A PGR (Procuradoria-Geral da República) orientou procuradores eleitorais nos estados e o próprio órgão em Brasília a manter atenção sobre uma fake news durante a campanha eleitoral se ela tiver três requisitos: a informação é comprovadamente falsa; tem potencial para desequilibrar o processo eleitoral; e precisa estar claro que houve um impulsionamento eletrônico, ou seja, o uso de robôs.

O eventual impacto de fake news nas eleições de 2018 foi discutido entre procuradores regionais eleitorais dos principais estados durante encontro realizado na sede da PGR na semana passada, em Brasília, e presidido pela procuradora-geral Raquel Dodge.

As três características apontadas pelos procuradores não foram registradas em papel e ficaram como conselhos extraoficiais que podem ou não ser adotados pelos membros do Ministério Público Federal nos estados. Os procuradores têm autonomia funcional para atuar, não havendo relação de subordinação com a PGR.
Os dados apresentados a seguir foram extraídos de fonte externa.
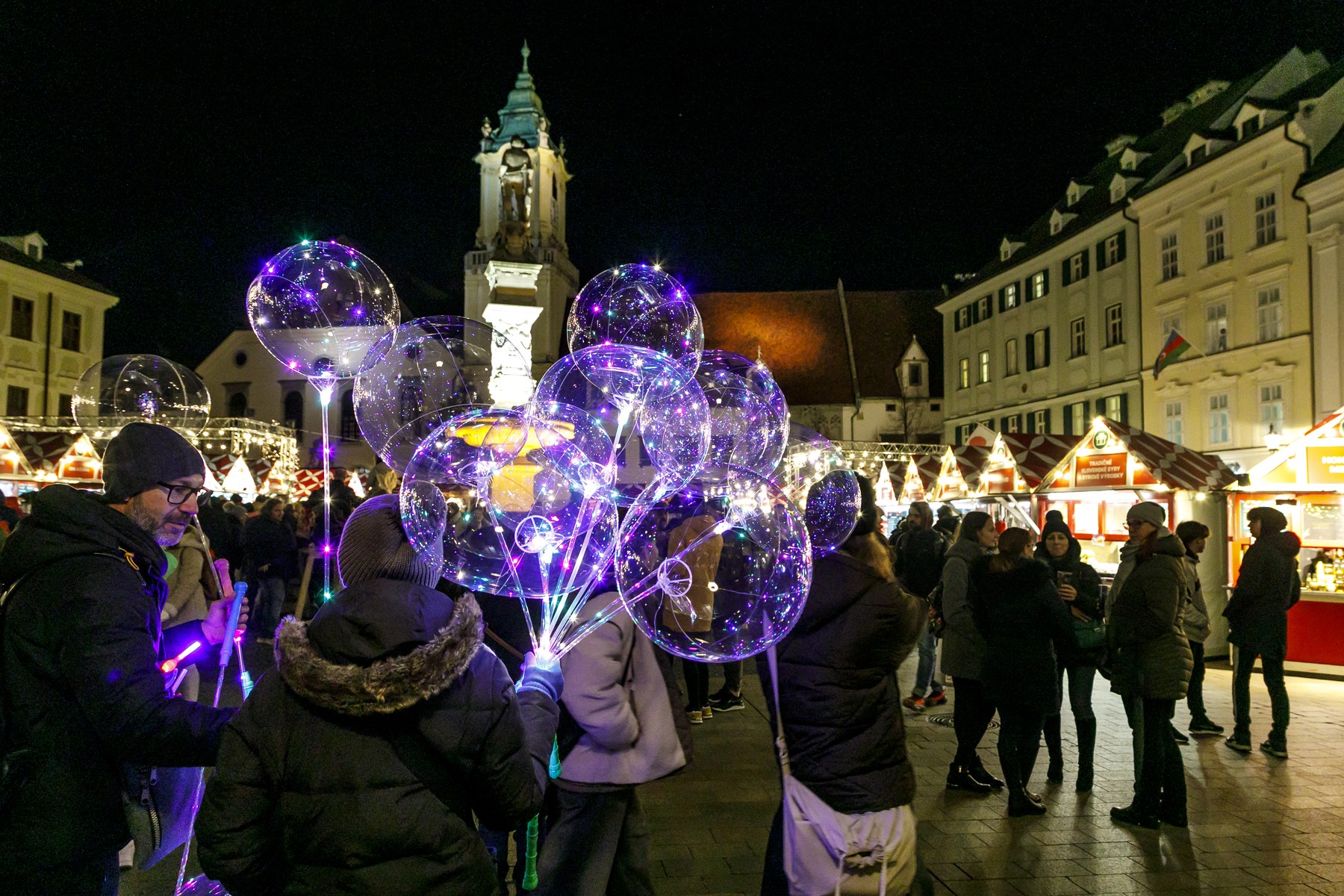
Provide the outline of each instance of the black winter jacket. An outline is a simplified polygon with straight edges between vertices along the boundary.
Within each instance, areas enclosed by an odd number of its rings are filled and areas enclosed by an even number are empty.
[[[278,669],[226,729],[206,787],[206,873],[234,896],[493,893],[480,837],[386,737],[415,725],[488,827],[539,811],[559,709],[515,692],[481,633],[469,594],[388,579],[345,588],[310,623],[285,619]]]
[[[1228,641],[1271,660],[1288,656],[1288,611],[1302,592],[1297,575],[1301,548],[1292,532],[1263,535],[1246,548],[1236,587],[1223,610],[1231,626]]]
[[[927,604],[845,555],[817,560],[798,623],[777,646],[784,737],[794,776],[832,809],[880,811],[914,799],[896,666]],[[770,707],[765,654],[757,669]]]
[[[985,638],[985,690],[1000,707],[1048,716],[1059,705],[1055,645],[1074,645],[1073,617],[1055,590],[1055,572],[1031,557],[993,570],[1003,557],[970,566],[972,613]]]
[[[39,766],[0,818],[0,862],[116,852],[130,838],[122,763],[215,762],[234,711],[169,697],[157,669],[204,641],[199,622],[160,629],[165,567],[155,540],[98,496],[66,485],[32,496],[0,555],[0,582],[32,572],[5,600],[0,685],[7,748],[35,748]]]
[[[1064,600],[1064,606],[1070,609],[1077,609],[1083,615],[1091,619],[1099,619],[1102,617],[1102,602],[1101,602],[1101,576],[1097,575],[1097,570],[1091,568],[1090,564],[1083,563],[1083,545],[1078,543],[1078,539],[1068,536],[1068,552],[1062,557],[1050,556],[1050,551],[1046,549],[1046,544],[1040,543],[1036,545],[1036,559],[1044,562],[1055,572],[1055,587],[1059,587],[1059,574],[1070,572],[1073,574],[1073,586],[1078,591],[1078,596],[1070,603]],[[1074,614],[1070,613],[1070,617]],[[1077,668],[1077,666],[1099,666],[1106,661],[1106,647],[1093,647],[1091,650],[1083,650],[1078,646],[1075,641],[1067,643],[1055,645],[1058,654],[1055,660],[1059,662],[1060,669]]]

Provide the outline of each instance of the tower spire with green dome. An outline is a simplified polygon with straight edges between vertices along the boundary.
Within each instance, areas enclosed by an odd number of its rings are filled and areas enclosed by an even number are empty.
[[[527,67],[527,59],[532,55],[527,40],[523,42],[521,52],[523,70],[517,73],[513,89],[508,91],[508,101],[500,109],[500,126],[482,141],[482,149],[496,150],[515,137],[521,138],[530,149],[548,144],[550,126],[546,111],[542,109],[542,98],[536,95],[532,73]]]

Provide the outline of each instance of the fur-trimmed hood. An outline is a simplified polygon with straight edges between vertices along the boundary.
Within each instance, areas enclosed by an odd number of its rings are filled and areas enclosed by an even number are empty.
[[[276,665],[289,688],[345,716],[406,709],[453,684],[481,647],[481,610],[410,582],[345,588],[312,622],[288,617]]]

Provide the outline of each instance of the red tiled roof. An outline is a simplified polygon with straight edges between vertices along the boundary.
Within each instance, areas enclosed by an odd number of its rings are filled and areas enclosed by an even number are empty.
[[[913,337],[929,356],[930,394],[942,395],[942,324],[937,290],[845,290],[859,391],[898,395],[896,363]],[[761,359],[792,404],[853,404],[840,293],[702,293],[704,347]]]

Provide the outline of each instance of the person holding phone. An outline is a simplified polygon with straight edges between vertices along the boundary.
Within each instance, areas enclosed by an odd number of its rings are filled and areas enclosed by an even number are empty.
[[[1068,529],[1059,510],[1046,514],[1046,525],[1040,531],[1036,545],[1036,559],[1044,560],[1055,571],[1055,587],[1059,598],[1068,607],[1075,629],[1093,625],[1102,617],[1101,576],[1097,570],[1082,562],[1083,548]],[[1068,707],[1074,712],[1074,725],[1078,728],[1078,780],[1074,790],[1086,793],[1093,786],[1093,754],[1097,748],[1097,715],[1091,708],[1093,681],[1097,666],[1105,660],[1105,645],[1082,647],[1077,643],[1059,645],[1059,688],[1055,689],[1055,712],[1046,716],[1046,750],[1050,752],[1050,767],[1046,780],[1059,783],[1064,779],[1063,744],[1060,743],[1060,715],[1063,707],[1064,673],[1068,673]]]

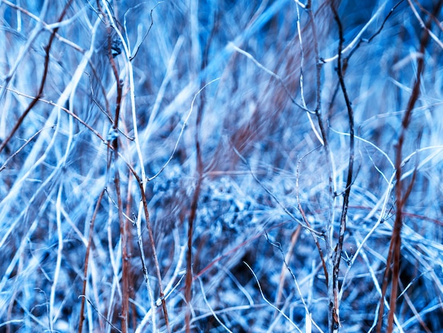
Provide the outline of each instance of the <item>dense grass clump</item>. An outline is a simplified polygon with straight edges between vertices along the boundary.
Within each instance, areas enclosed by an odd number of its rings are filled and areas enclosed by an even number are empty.
[[[443,331],[443,1],[0,1],[0,332]]]

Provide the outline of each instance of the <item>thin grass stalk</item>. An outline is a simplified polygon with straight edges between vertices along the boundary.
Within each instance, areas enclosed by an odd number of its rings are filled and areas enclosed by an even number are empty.
[[[349,197],[351,192],[351,186],[352,185],[352,173],[354,168],[354,158],[355,158],[355,138],[354,138],[354,111],[351,105],[351,102],[346,90],[346,86],[345,84],[345,78],[343,74],[343,69],[342,64],[342,49],[343,47],[343,28],[341,21],[338,17],[337,9],[333,4],[330,4],[330,8],[334,14],[334,18],[337,22],[338,27],[338,57],[337,59],[337,75],[338,76],[338,80],[340,81],[340,86],[342,92],[343,93],[343,97],[346,103],[346,108],[347,110],[347,117],[349,121],[349,129],[350,129],[350,144],[349,144],[349,161],[347,165],[347,177],[346,179],[346,187],[345,188],[345,193],[343,195],[343,205],[342,207],[341,216],[340,218],[340,231],[338,235],[338,241],[337,243],[337,247],[334,253],[333,264],[334,264],[334,308],[333,310],[333,316],[334,322],[333,326],[338,327],[341,326],[340,322],[339,309],[340,309],[340,300],[338,298],[339,286],[338,286],[338,276],[340,273],[340,262],[342,257],[342,252],[343,249],[343,242],[345,240],[345,232],[346,231],[346,218],[347,215],[347,209],[349,205]]]
[[[412,187],[415,181],[415,175],[408,186],[408,189],[403,193],[403,185],[405,183],[404,180],[402,177],[402,167],[403,167],[403,144],[406,136],[406,131],[410,124],[412,113],[415,105],[415,103],[418,100],[420,93],[420,84],[422,75],[425,69],[425,52],[426,46],[427,45],[430,35],[430,25],[432,21],[432,18],[435,17],[437,14],[439,13],[440,8],[443,5],[443,1],[440,0],[436,6],[434,7],[434,11],[431,17],[428,19],[426,25],[423,27],[422,31],[422,37],[420,42],[420,57],[417,57],[417,74],[415,76],[415,81],[412,89],[409,100],[408,101],[408,105],[405,114],[403,115],[401,122],[401,129],[400,135],[398,136],[398,141],[395,146],[396,148],[396,185],[395,185],[395,194],[396,194],[396,218],[394,221],[393,229],[392,231],[392,236],[391,242],[389,243],[389,252],[388,259],[386,260],[386,267],[383,279],[383,287],[381,292],[381,298],[380,300],[380,307],[379,310],[378,323],[377,323],[377,333],[381,333],[383,325],[383,315],[384,310],[384,297],[386,293],[389,271],[391,271],[391,264],[393,263],[392,268],[392,284],[391,286],[391,296],[389,302],[389,313],[388,315],[388,326],[386,329],[387,333],[391,333],[393,330],[394,315],[396,312],[396,307],[397,302],[397,293],[398,287],[398,279],[400,272],[400,259],[401,259],[401,230],[403,224],[403,214],[404,210],[404,206],[408,200],[408,197],[410,194]],[[411,4],[412,6],[412,4]]]
[[[89,264],[89,252],[91,251],[91,247],[92,245],[92,235],[94,231],[94,224],[96,222],[96,218],[97,218],[97,214],[98,214],[98,210],[101,204],[101,200],[103,198],[103,194],[105,194],[105,191],[103,189],[100,193],[100,196],[98,197],[98,199],[97,200],[97,204],[96,204],[94,213],[92,216],[92,218],[91,219],[91,222],[89,223],[89,235],[88,237],[88,246],[86,247],[86,252],[85,254],[85,267],[83,275],[83,286],[81,289],[81,296],[83,297],[81,297],[81,304],[80,305],[80,317],[79,318],[79,333],[82,332],[83,322],[85,319],[84,306],[85,300],[86,299],[86,286],[88,284],[88,267]]]

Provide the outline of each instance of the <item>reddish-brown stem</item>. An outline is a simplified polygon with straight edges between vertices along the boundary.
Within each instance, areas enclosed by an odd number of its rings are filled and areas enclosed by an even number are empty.
[[[443,4],[443,1],[440,0],[434,8],[432,17],[437,15]],[[412,190],[413,186],[413,182],[415,180],[415,173],[411,180],[411,182],[409,184],[406,192],[403,194],[403,187],[404,180],[402,180],[402,163],[403,163],[403,147],[406,135],[406,130],[410,123],[410,119],[412,117],[412,112],[414,109],[415,103],[418,100],[420,96],[420,88],[421,83],[421,76],[425,68],[425,47],[427,45],[429,40],[429,30],[432,18],[430,18],[426,26],[422,30],[422,35],[420,42],[420,54],[421,57],[418,57],[417,59],[417,76],[415,78],[415,82],[413,87],[412,93],[409,100],[408,101],[408,106],[406,111],[403,117],[401,122],[401,129],[400,136],[398,136],[398,141],[396,145],[396,219],[393,224],[393,230],[392,231],[392,237],[391,238],[391,243],[389,244],[389,253],[388,255],[388,260],[386,262],[386,267],[384,274],[383,286],[381,289],[381,298],[380,300],[380,308],[379,310],[378,324],[377,324],[377,333],[381,332],[381,327],[383,325],[383,312],[384,310],[384,298],[388,286],[389,271],[391,269],[391,263],[393,262],[392,268],[392,285],[391,287],[391,297],[389,301],[389,314],[388,315],[388,327],[386,332],[391,333],[393,330],[393,320],[396,312],[396,306],[397,301],[397,293],[398,287],[398,279],[400,272],[400,254],[401,248],[401,229],[403,227],[403,210],[404,204],[408,200],[408,197]]]
[[[62,13],[60,14],[60,16],[59,17],[59,18],[57,20],[57,22],[61,22],[62,20],[63,20],[63,18],[64,17],[64,16],[67,13],[68,8],[69,8],[69,6],[71,6],[71,4],[72,3],[72,1],[73,0],[69,0],[68,1],[68,3],[66,4],[64,8],[63,8],[63,11],[62,12]],[[18,118],[18,120],[17,120],[17,122],[16,123],[16,124],[13,127],[13,129],[11,131],[11,132],[9,133],[9,134],[5,138],[4,141],[1,144],[0,144],[0,153],[1,153],[1,151],[6,146],[6,145],[8,144],[9,141],[13,136],[13,135],[16,133],[16,132],[17,132],[17,129],[18,129],[18,127],[20,127],[21,126],[21,124],[23,122],[24,119],[26,117],[28,114],[33,109],[33,107],[34,107],[35,104],[37,104],[37,102],[38,102],[39,99],[43,95],[43,88],[45,88],[45,83],[46,83],[46,78],[47,78],[47,72],[49,71],[50,52],[51,50],[51,47],[52,46],[52,42],[54,42],[54,38],[55,37],[55,34],[57,33],[58,30],[59,30],[59,26],[57,26],[57,27],[54,28],[54,30],[52,30],[52,33],[51,33],[51,35],[50,36],[50,40],[49,40],[49,42],[47,43],[47,45],[46,45],[46,47],[45,47],[45,48],[44,48],[44,49],[45,49],[45,65],[44,65],[44,67],[43,67],[43,75],[42,76],[42,80],[40,81],[40,87],[38,88],[38,92],[37,93],[37,95],[33,99],[31,103],[29,103],[29,105],[28,105],[28,107],[26,107],[26,110],[25,110],[23,113],[20,116],[20,117]]]
[[[97,200],[97,204],[96,204],[96,209],[94,209],[94,213],[92,216],[92,218],[91,219],[91,222],[89,223],[89,235],[88,237],[88,245],[86,246],[86,253],[85,254],[85,267],[84,272],[83,275],[83,288],[81,289],[81,295],[83,297],[81,298],[81,305],[80,305],[80,318],[79,320],[79,333],[81,333],[83,329],[83,322],[85,319],[84,317],[84,307],[85,307],[85,300],[86,299],[86,286],[88,284],[88,265],[89,264],[89,252],[91,251],[91,246],[92,245],[92,235],[94,230],[94,223],[96,222],[96,218],[97,218],[97,214],[98,214],[98,209],[100,209],[100,205],[101,204],[101,200],[103,197],[103,194],[105,194],[105,189],[102,190],[100,193],[100,196],[98,197],[98,199]],[[101,327],[102,330],[103,327]]]

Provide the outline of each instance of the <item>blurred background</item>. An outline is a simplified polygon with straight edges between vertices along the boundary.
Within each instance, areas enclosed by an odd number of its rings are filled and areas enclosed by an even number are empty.
[[[0,332],[127,332],[127,332],[328,332],[331,6],[340,332],[375,332],[420,58],[394,332],[443,330],[441,4],[311,2],[0,1]]]

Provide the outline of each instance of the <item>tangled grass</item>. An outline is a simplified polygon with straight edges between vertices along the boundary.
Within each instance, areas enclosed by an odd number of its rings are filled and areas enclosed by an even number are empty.
[[[0,332],[443,330],[442,1],[0,1]]]

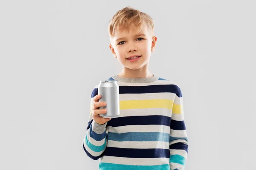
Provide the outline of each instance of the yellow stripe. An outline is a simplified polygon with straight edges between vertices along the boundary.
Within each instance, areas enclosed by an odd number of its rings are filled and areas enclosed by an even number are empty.
[[[183,113],[183,107],[180,105],[176,105],[175,103],[173,103],[172,113],[176,114]]]
[[[173,103],[173,100],[165,99],[124,100],[120,101],[120,110],[146,108],[172,109]]]

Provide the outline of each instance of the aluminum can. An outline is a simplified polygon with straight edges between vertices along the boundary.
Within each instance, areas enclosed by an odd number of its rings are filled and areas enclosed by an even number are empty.
[[[99,109],[107,109],[107,113],[99,115],[104,118],[113,118],[120,114],[119,86],[116,80],[105,80],[99,82],[98,87],[99,94],[101,98],[99,102],[106,102],[106,106]]]

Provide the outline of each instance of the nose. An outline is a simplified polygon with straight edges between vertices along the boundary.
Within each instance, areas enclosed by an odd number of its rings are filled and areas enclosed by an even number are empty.
[[[135,51],[138,50],[137,47],[133,44],[131,44],[128,48],[128,51]]]

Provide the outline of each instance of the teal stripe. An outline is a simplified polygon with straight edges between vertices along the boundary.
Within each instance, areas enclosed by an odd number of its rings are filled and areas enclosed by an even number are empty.
[[[176,163],[185,165],[186,159],[184,157],[180,155],[172,155],[170,156],[170,163]]]
[[[185,139],[186,140],[186,142],[188,142],[188,138],[187,137],[185,137],[185,138],[177,138],[177,137],[172,137],[172,136],[170,136],[170,139],[169,139],[169,142],[171,142],[172,141],[174,141],[175,140],[177,140],[177,139]]]
[[[109,132],[108,140],[122,141],[163,141],[169,142],[170,134],[161,132]]]
[[[95,146],[89,142],[87,138],[87,134],[86,133],[86,137],[85,138],[85,144],[92,150],[96,152],[99,152],[103,150],[106,147],[107,139],[105,138],[105,142],[101,146]]]
[[[113,159],[115,158],[113,158]],[[169,164],[159,165],[129,165],[100,162],[99,170],[170,170]]]

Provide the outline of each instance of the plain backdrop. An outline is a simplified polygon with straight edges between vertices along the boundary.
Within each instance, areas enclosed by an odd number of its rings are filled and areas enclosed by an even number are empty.
[[[90,95],[122,70],[108,24],[127,6],[154,21],[150,71],[183,93],[185,169],[256,169],[255,5],[1,0],[0,169],[98,169],[82,147]]]

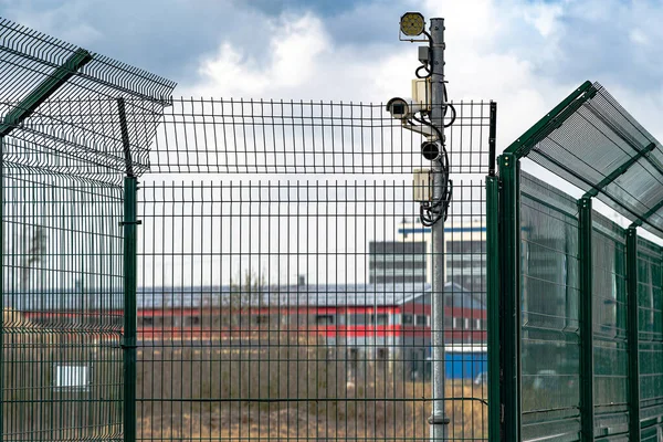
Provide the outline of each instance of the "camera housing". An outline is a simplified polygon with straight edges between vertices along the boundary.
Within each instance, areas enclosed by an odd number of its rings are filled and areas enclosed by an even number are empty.
[[[387,112],[396,119],[410,119],[414,114],[421,110],[424,110],[424,106],[413,102],[411,98],[393,97],[387,102]]]
[[[429,161],[434,161],[438,158],[440,158],[441,152],[442,152],[442,146],[440,145],[440,141],[438,141],[438,140],[423,141],[421,144],[421,155],[423,155],[423,158],[428,159]]]

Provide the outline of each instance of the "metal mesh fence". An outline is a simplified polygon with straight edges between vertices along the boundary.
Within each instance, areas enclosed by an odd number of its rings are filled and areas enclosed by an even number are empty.
[[[522,176],[523,438],[579,433],[578,219],[575,200]]]
[[[123,440],[124,173],[175,83],[0,19],[0,439]]]
[[[519,189],[522,439],[657,440],[661,248],[525,172]]]
[[[122,189],[3,169],[2,440],[122,436]]]
[[[491,105],[448,134],[440,294],[422,139],[380,106],[173,103],[139,192],[138,439],[429,439],[433,296],[450,434],[486,439]]]

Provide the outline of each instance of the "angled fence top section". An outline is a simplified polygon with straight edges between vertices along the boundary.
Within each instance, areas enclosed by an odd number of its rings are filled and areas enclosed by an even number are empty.
[[[663,146],[599,83],[580,85],[505,154],[530,158],[663,236]]]
[[[0,77],[7,170],[104,182],[149,168],[148,144],[176,85],[4,19]]]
Ainda durante o encontro, foi discutido como seria o combate às notícias falsas. Os procuradores pontuaram duas atitudes. No primeiro momento, podem tentar barrar a “disseminação artificial” da informação, mas sempre sem retirar a informação primária do ar, havendo então um controle sobre a distribuição, não sobre o conteúdo.

Em entrevista coletiva na sexta (27), Dodge reafirmou que o Ministério Público não vai recorrer à censura prévia e que o órgão “tem compromisso com a liberdade de expressão”. Num segundo passo, os procuradores devem buscar identificar se os candidatos participaram de alguma forma de propagação das fake news, a fim de que busquem possível punição na Justiça.

Em uma mesa redonda na Escola Superior do Ministério Público da União, em Brasília, nesta quarta (1º), o vice-procurador eleitoral da República Humberto Jacques de Medeiros disse que a melhor resposta às notícias falsas “não é violenta” e que a Justiça não pode despertar nas pessoas “o censor, aquele pequeno ditador que existe nas profundezas do seu DNA”.

Além disso, continuarão sendo usados os “os modelos tradicionais” do direito de resposta, das ações por crimes contra honra, “na velocidade normal com que isso ocorra”. “A busca de verdade se faz com mais liberdade, com mais informação. Se chama alfabetização midiática. Com mais empoderamento do eleitor e do destinatário das mensagens”, disse o procurador.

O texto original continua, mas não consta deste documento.